因此需要开发新技术,来调整外源蛋白表达量,尤其是满足工业化应用的需求。
发明内容
本发明的目的在于提供了一种简单有效、可防止包涵体产物形成的方法,能够提高重组轮状病毒P2-ΔVP8*抗原(*代表非天然蛋白)可溶性表达的高密度培养方案,具有操作简便、生产成本低以及可规模放大的特点。
本发明所述的一种高密度发酵表达重组轮状病毒ΔVP8*抗原的培养方法,其包括如下步骤:
(1)种子活化:将重组蛋白大肠杆菌工程菌接入培养基中活化;
(2)接种种子罐:再将步骤(1)所得活化后的菌液接种种子罐培养至OD600≥4;
(3)移种发酵罐培养:将种子罐中所有菌液转移至50L发酵罐,温度37℃,通空气并搅拌,维持溶氧在30%以上,培养至OD600≥4;培养期间,pH会略有上升,不会超过7.5,无需调控;
(4)流加补料培养:按照3.5mL/min的速度起始,每小时递增3.5mL/min的速度,缓慢流加25%的葡萄糖,继续维持上述条件培养;此时补充的葡萄糖作为碳源,维持菌体生长,pH会逐渐降低,但不会低于6.8,无需调控。
(5)诱导表达:培养至OD600≥30,停止补葡萄糖,30min后,流加诱导培养基,按照10mL/min的速度起始,约30min后降温至18℃,添加0.5mM IPTG,每3h递增7mL/min的速度持续流加诱导培养基;诱导12h,停止培养;诱导表达期间,降低温度、添加迟效氮源培养基、使用较低浓度IPTG,目的都是控制蛋白表达处于较低速度,有利于蛋白质正确折叠,提升可溶性表达。
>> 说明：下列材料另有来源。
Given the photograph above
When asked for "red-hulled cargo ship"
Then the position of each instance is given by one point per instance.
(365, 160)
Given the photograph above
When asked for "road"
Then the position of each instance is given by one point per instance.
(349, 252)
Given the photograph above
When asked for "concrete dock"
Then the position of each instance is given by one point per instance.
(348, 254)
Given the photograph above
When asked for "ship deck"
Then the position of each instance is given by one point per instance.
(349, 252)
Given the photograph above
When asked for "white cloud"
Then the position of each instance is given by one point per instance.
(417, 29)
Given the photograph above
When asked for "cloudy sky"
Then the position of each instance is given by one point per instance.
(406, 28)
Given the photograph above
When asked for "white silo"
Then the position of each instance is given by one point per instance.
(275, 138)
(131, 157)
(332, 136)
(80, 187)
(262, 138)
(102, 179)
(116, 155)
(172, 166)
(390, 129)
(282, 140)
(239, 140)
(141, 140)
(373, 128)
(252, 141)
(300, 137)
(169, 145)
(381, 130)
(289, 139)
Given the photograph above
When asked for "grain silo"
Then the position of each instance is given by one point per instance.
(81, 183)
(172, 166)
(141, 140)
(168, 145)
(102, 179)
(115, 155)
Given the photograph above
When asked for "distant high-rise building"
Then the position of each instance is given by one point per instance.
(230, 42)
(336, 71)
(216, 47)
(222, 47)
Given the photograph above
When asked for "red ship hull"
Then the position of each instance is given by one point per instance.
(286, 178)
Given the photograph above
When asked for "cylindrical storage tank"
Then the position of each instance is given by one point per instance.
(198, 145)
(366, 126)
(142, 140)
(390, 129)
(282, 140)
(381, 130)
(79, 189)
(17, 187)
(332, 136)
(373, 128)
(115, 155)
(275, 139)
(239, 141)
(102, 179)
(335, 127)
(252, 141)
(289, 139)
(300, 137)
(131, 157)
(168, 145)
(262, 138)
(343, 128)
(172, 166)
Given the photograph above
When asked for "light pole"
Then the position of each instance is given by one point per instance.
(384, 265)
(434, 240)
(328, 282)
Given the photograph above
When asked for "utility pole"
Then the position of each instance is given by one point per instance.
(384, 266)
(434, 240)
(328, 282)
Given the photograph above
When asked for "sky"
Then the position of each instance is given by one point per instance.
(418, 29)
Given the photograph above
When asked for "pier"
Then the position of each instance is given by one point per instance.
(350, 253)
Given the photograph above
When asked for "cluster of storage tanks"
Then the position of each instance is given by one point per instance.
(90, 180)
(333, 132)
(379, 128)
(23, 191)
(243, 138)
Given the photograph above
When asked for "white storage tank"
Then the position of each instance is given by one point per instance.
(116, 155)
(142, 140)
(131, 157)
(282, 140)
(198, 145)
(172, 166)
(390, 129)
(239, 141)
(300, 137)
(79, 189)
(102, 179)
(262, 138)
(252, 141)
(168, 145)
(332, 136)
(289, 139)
整个诱导表达期间补充了一定的氮源成分(诱导期间流加的大豆蛋白胨和酵母提取物),pH会逐渐上升,但是不会高于8,无需调控。
(6)离心收菌、破碎澄清,收集澄清后的液体即为重组轮状病毒ΔVP8*抗原的蛋白原液。
上文所述的技术方案中,步骤(1)所述重组蛋白大肠杆菌工程菌为携带重组轮状病毒抗原基因序列的pET26b(+)-P[8]、pET26b(+)-P[6]、pET26b(+)-P[4]质粒,所述质粒由申请人构建;该工程菌的宿主菌株为大肠杆菌Rosetta(DE3),宿主菌株购买自中国农业微生物保藏中心,菌株编号ACCC 03721。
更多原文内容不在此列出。